Use of Reformist Centre by the Spanish People's Party

The Spanish People's Party is the main political force to use the term Reformist centre. Reformist Centre is used by the People's Party for defining itself ideologically since the second half of the 1990s, with the intention of including all the ideologies that it affirms to have in its middle: right, conservatism, Christian democracy, and liberalism.

According to the article 2 (Ideology), of the status of the People's Party:

The People's Party defines itself as a political formation of the reformist centre to the service of the general interests of Spain, which has the person as the axis of its political action and social progress as one of its objective. With clear European vocation and Inspire in the values of liberty, democracy, tolerance and Christian humanism of western tradition, defends the rights of the human being and the rights and liberties that are inherent to it; it secures democracy and the state of rights as basis of the social living coexistence in liberty; it promotes, inside a market economy, the territorial solidarity, the modernization and the social cohesion as well as the equality of opportunities and the lead role of society through the participation of the citizens in the political life; it advocates for an international community founded in peace and the universal respect of the human rights.[1]
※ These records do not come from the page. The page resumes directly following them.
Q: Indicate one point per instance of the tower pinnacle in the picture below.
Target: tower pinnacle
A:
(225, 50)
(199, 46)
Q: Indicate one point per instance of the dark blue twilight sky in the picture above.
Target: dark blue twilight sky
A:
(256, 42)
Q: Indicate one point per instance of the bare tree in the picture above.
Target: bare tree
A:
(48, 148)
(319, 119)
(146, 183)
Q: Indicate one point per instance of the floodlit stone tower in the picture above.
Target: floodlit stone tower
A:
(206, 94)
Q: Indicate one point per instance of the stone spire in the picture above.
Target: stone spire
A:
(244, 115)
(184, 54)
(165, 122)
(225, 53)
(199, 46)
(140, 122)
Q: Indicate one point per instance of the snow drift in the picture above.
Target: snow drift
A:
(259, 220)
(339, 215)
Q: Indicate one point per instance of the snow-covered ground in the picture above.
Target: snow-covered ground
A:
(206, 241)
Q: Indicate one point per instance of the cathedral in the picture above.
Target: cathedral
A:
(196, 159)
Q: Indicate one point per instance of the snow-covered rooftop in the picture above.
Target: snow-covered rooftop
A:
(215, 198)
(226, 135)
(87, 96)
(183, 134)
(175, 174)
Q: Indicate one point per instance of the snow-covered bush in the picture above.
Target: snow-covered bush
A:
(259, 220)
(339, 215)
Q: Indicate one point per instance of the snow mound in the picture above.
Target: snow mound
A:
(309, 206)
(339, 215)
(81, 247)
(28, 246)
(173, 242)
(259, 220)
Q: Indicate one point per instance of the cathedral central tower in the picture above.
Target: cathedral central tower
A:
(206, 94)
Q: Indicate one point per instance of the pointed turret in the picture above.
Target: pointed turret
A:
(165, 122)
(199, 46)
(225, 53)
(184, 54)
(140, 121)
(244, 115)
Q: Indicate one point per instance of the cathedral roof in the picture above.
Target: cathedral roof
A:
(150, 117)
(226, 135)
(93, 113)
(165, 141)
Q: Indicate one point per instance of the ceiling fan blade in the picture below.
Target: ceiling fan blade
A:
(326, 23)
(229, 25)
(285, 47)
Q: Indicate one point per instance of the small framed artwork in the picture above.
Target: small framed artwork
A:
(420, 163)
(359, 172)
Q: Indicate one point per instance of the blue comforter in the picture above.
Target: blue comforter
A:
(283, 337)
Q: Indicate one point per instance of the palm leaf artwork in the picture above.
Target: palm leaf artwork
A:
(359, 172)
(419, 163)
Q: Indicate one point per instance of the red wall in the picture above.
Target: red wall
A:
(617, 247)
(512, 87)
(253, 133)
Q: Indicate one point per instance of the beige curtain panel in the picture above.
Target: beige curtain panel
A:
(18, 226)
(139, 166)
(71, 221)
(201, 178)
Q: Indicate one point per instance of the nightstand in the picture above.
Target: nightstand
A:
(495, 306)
This move on Aznar to use this term is frequently accused of simple marketing of ideas[2], use of an ambiguous term or of being just a right-wing/centre-right answer to social democrat/social liberal Third Way, trying to give a new moderate and centrist image to the rightist PP, without actually moving it to the centre (Javier Arenas described their claim to being centre as '(...) nor equidistance between right and left, nor the intermediate zone between liberalism and extreme socialism. It is an attitude of openness contrary to sectarianism')[3], instead of an actual re-ideologisation, adopting some Christian democratic concepts (even inspiring its 1989 program on the EPP's program) without actually adopting the ideology[4], not losing votes from other ideologies in the party.

Similar steps taken by the party include the adoption by the party, since 1996, of socialist II Republic politician Manuel Azaña's legacy[5][6].

Use elsewhere

The term is also used elsewhere, not always in a way synonym to the PP's:

  • The Andorran Reformist Coalition (of which the New Centre is a member), also claimed to follow reformist centre politics[7] (it may be seen as a clear influence of the People's Party as Andorra is a neighbour and is culturally very connected to Spain (especially Catalonia);
  • the term reformist centre (or more correctly reformist centre-left) has been used to refers to some politics of New Zealand's Labour Party[8], to Blairite New Labour[9] and the elements of the Turkish Democratic Left Party (Turkish: Demokratik Sol Parti, DSP) which founded the New Turkey Party[10]. Reformist centre-left may be considered synonymous with the Third Way;
  • in Indian politics the terms is sometimes used to refer to centrist who support modernising and secular politics similar to the Indian National Congress[11];
  • The Italian Democracy and Socialism political faction refers to their position in the political spectrum as reformist centre[12];
  • in Israel the term is used to name the Kadima Party, and many previous parties who tried to position themselves between Labour and Likud[13];
  • during South Korea's 2007 Presidential Election, the current Democratic Party used the name Centrist Reformists Democratic Party
  • in Portugal during the Marcelo Caetano phase of the Estado Novo, some opposition politicians in the Liberal Wing of the National Assembly, gathered around José Pedro Pinto Leite, described themselves as reformist centrists.
  • In Venezuela, COPEI has since 2007 refused the right-wing cathegorization and adopted the self-description of «humanist and reformist centre»[14]

Retroactive use

The term has been retroactively been used to refer to radicals and such centrist elements of the reform movement [15].